Él me enseñó a respirar, a controlar los impulsos, a manejar la energía. Decía que la bailarina primero debe bailar para sí misma. Hacerse desde adentro. Rigurosa, exacta como un reloj. Bailar la música, no bailar con ella. Pensar que no hay nadie más. Él y yo. Una y otra vez. No había horas de sueño, ni reposo. No me permitía bajar de las puntas. Transpira, navega por la humedad de tu cuerpo, me retaba. Para Raúl todo estaba mal. Llegué a odiarlo. Odié ser su bailarina, despertar en su cama. Yo no tenía a nadie más en el mundo y él confiaba en mí. En los ensayos generales había mucha mala energía. Risas burlonas. Un día no pude más y me desplomé. Desperté en sus brazos. Dijo que volveríamos a empezar. Que no estaba para contemplaciones. En la madrugada nos fuimos a su casa. Descubrí su mundo lleno de libros, de vestuarios, de triunfos. Raúl trabajaba desde su escritorio, que era un amontonamiento de papeles, bocetos, ceniceros con colillas de Raleigh, lápices de colores y polvo. Fumaba a toda hora, tenía las uñas largas y amarillas, los dientes manchados, los labios amoratados y resecos. Su olor era tan característico: transpiraba nicotina, el tufo de licores añejos que se revolvería con el olor podrido del cáncer. ¿Tú eres el minotauro?, le pregunté al ver una vieja fotografía de su estreno de Carmen. Soy el que has forjado. Al hacerte en el escenario, mi yo deshecho se forma otra vez. No te has dado cuenta cómo me reconstruyo en tu mirada. Que me reflejo en tus piernas, en los pasos que ya no puedo dar. Soy el toro que busca la sangre. La noche que estrenamos Carmen, mientras celebrábamos, me susurró que nunca había visto a nadie bailar como yo. Ni sentido el temblor de las tablas cuando reventaban bajo mis puntas. Que casi había estado perfecta. Ese ha sido el día más importante de mi vida. A pesar de que mi madre no estuvo en el teatro y en el último momento un ataque de pánico me hizo perder el equilibrio, Raúl no dejó de apoyarme, de presionarme para que estuviera lista. Desde la puerta del camerino me miraba, me daba fuerza, mientras escuchaba los primeros acordes de la orquesta entre los aplausos del público. Nadie me va a vencer, le dije, ni tú ni nadie. Festejamos el estreno en su casa. Él me enseñó a beber vino tinto. Al amanecer nos quedamos solos. Su cuerpo revivió con mi tacto. Quería darle más de mí. Creo que lo veía como a mi verdadero padre. Quizá lo odiaba con la misma fuerza que a él. También él me regañaba como si fuera su hija.

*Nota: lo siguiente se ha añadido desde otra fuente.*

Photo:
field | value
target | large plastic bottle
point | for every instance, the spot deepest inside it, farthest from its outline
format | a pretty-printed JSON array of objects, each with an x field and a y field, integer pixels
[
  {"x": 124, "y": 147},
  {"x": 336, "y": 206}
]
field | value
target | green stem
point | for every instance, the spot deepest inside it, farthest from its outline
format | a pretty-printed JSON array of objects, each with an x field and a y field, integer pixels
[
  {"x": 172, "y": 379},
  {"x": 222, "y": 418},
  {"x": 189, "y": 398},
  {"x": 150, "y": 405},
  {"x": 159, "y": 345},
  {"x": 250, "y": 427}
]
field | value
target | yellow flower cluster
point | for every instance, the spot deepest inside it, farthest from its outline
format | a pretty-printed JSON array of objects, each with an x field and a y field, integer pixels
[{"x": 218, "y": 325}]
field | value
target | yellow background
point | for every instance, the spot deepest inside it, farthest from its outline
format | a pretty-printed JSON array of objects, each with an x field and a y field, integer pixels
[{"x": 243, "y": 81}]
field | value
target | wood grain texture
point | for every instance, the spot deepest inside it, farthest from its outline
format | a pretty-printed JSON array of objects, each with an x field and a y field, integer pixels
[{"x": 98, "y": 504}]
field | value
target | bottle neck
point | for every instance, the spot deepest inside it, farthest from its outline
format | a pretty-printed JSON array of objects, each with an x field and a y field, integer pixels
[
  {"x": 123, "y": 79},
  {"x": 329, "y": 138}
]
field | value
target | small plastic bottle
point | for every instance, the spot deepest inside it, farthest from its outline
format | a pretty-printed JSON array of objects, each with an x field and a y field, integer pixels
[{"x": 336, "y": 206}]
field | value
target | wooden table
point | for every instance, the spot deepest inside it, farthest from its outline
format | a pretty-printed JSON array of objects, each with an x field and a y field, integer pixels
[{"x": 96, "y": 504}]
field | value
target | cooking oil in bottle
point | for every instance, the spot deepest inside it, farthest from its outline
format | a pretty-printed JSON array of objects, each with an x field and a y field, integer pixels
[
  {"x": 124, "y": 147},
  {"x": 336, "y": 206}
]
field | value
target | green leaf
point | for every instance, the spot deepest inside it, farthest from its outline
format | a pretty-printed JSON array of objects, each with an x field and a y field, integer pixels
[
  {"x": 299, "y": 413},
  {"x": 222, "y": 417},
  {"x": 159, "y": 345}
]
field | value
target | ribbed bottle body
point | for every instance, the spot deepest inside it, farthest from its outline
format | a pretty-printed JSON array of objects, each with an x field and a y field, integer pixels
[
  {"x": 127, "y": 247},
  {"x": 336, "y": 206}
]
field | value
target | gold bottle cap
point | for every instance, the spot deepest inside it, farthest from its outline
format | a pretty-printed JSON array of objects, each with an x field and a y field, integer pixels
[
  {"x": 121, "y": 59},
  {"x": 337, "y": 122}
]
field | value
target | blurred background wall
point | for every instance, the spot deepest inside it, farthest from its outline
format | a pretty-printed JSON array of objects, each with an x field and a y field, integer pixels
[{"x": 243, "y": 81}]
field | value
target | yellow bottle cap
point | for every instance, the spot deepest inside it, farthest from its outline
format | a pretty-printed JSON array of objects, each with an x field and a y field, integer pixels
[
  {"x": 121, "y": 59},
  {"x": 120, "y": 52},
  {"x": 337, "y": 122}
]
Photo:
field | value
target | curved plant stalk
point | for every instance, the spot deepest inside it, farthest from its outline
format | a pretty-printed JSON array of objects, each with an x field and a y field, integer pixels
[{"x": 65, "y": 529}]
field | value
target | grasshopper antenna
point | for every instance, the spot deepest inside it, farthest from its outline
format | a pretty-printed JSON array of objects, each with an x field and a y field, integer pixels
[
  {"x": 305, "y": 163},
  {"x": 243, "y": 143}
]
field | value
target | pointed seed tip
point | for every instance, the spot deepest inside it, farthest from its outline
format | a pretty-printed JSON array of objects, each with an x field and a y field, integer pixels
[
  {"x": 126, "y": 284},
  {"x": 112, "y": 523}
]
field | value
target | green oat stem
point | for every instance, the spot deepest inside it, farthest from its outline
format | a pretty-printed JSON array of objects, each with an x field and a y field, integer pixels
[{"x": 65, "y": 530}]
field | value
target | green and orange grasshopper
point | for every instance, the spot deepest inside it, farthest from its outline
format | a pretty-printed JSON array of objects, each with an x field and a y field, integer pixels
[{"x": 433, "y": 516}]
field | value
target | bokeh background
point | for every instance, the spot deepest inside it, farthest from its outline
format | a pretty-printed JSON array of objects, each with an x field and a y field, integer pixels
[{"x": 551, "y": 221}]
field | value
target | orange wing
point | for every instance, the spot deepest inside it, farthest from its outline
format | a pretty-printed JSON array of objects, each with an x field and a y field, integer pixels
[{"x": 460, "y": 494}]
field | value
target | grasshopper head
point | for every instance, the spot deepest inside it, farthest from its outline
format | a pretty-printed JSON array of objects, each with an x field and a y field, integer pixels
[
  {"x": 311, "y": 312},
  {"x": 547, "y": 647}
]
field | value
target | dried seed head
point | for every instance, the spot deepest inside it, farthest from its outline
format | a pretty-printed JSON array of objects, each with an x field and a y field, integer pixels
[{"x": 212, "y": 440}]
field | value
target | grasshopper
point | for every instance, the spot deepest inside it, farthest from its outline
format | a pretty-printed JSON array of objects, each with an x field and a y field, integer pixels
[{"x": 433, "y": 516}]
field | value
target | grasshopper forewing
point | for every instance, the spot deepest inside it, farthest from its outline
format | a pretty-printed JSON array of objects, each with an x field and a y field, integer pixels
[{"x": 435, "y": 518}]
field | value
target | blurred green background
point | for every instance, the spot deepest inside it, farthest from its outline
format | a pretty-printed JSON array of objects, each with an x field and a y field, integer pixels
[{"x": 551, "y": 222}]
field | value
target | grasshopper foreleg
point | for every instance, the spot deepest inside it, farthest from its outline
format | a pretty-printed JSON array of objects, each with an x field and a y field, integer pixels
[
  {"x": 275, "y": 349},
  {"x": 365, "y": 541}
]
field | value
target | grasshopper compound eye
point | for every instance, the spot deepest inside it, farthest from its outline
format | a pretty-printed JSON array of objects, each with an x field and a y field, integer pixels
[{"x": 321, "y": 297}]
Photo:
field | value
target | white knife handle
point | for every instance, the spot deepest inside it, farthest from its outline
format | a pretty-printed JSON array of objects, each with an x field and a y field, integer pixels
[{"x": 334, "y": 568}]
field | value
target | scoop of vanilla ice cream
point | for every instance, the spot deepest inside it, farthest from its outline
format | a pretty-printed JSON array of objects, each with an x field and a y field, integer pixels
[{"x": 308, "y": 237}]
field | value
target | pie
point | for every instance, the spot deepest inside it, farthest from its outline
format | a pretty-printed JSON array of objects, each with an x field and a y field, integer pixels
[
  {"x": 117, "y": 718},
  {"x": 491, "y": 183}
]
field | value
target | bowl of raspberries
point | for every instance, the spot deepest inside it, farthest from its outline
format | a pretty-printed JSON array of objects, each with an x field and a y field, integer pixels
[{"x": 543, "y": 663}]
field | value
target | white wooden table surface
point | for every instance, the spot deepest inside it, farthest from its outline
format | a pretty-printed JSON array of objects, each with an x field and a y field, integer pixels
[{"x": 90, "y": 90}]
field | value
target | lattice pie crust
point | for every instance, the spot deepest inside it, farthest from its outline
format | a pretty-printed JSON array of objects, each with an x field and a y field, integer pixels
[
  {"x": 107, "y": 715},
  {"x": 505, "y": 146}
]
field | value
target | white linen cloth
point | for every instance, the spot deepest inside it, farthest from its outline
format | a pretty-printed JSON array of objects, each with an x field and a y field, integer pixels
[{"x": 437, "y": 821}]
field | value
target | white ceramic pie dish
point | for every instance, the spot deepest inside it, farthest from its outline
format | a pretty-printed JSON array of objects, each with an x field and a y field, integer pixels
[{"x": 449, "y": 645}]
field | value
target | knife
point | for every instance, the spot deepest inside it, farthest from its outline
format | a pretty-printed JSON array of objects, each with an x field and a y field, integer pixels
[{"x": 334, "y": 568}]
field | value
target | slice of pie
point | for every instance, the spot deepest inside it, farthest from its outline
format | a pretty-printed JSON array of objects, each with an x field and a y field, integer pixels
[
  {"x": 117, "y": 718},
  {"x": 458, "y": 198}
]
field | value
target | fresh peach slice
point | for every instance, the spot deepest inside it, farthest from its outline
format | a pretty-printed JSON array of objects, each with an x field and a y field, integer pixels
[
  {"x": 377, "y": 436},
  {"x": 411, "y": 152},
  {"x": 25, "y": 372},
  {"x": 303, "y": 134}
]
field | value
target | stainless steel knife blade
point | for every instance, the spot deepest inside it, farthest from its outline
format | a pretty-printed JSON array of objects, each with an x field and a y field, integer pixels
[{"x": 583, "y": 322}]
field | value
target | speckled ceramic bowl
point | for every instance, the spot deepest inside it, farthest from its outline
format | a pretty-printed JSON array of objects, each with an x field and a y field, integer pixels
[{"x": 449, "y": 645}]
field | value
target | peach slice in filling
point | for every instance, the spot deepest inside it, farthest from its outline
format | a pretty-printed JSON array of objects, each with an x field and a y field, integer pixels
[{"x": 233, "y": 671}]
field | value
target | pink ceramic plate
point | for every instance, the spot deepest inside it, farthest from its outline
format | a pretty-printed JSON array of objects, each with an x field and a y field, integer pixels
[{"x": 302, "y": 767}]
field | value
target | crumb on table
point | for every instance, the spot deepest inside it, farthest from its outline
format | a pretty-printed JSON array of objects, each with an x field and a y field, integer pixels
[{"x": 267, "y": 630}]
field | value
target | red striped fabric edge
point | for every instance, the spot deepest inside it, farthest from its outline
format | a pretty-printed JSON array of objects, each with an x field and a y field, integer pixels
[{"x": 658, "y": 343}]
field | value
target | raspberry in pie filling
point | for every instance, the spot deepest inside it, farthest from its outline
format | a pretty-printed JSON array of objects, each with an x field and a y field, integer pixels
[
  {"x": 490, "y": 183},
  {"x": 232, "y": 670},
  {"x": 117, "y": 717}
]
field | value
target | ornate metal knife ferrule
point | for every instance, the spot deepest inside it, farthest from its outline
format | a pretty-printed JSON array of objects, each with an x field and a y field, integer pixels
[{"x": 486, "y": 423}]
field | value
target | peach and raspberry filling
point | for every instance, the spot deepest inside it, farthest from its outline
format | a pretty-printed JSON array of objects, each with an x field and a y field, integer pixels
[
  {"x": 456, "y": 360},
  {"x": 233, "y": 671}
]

La noche que murió festejábamos el Premio Nacional de las Artes que le habían otorgado. No pudo asistir, vimos la ceremonia por televisión, en su casa, sólo él y yo. Pegaba sus manos a mi vientre. Me pedía que fumara. El médico le había prohibido acostarse conmigo. Tenía tanta ilusión de su hijo. Si es niño, se llamará como yo, me aseguró. Al terminar la ceremonia bailamos un vals de Strauss. La música inundaba la oscuridad. No prendas la luz, me susurró. Bebimos tanto, lo deseaba tanto que hicimos el amor y murió entre mis piernas.